Surgery is the cornerstone of craniosynostosis treatment. In this study, two widely accepted techniques are described: endoscope-assisted surgery (EAS) and open surgery (OS). The authors compared the perioperative and reconstructive outcomes of EAS and OS in children ≤ 6 months of age treated at the Napoleón Franco Pareja Children’s Hospital (Cartagena, Colombia).

METHODS

According to the STROBE (Strengthening the Reporting of Observational Studies in Epidemiology) statement, patients with defined criteria who underwent surgery to correct craniosynostosis between June 1996 and June 2022 were retrospectively enrolled. Demographic data, perioperative outcomes, and follow-up were obtained from their medical records. Student t-tests were used for significance. Cronbach’s α was used to assess agreement between estimated blood loss (EBL).

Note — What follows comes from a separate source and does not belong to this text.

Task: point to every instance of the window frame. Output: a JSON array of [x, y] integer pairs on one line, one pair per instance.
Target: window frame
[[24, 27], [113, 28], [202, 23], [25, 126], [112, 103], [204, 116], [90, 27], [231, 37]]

Spearman’s correlation coefficient and the coefficient of determination were used to establish associations between the results of interest, and the odds ratio was used to calculate the risk ratio of blood product transfusion.

RESULTS

A total of 74 patients met the inclusion criteria; 24 (32.4%) belonged to the OS group and 50 (67.6%) to the EAS group. There was a high interobserver agreement quantifying the EBL. The EBL, transfusion of blood products, surgical time, and hospital stay were shorter in the EAS group. Surgical time was positively correlated with EBL. There were no differences between the two groups in the percentage of cranial index correction at 12 months of follow-up.

CONCLUSIONS

Surgical correction of craniosynostosis in children aged ≤ 6 months by EAS was associated with a significant decrease in EBL, transfusion requirements, surgical time, and hospital stay compared with OS. The results of cranial deformity correction in patients with scaphocephaly and acrocephaly were equivalent in both study groups.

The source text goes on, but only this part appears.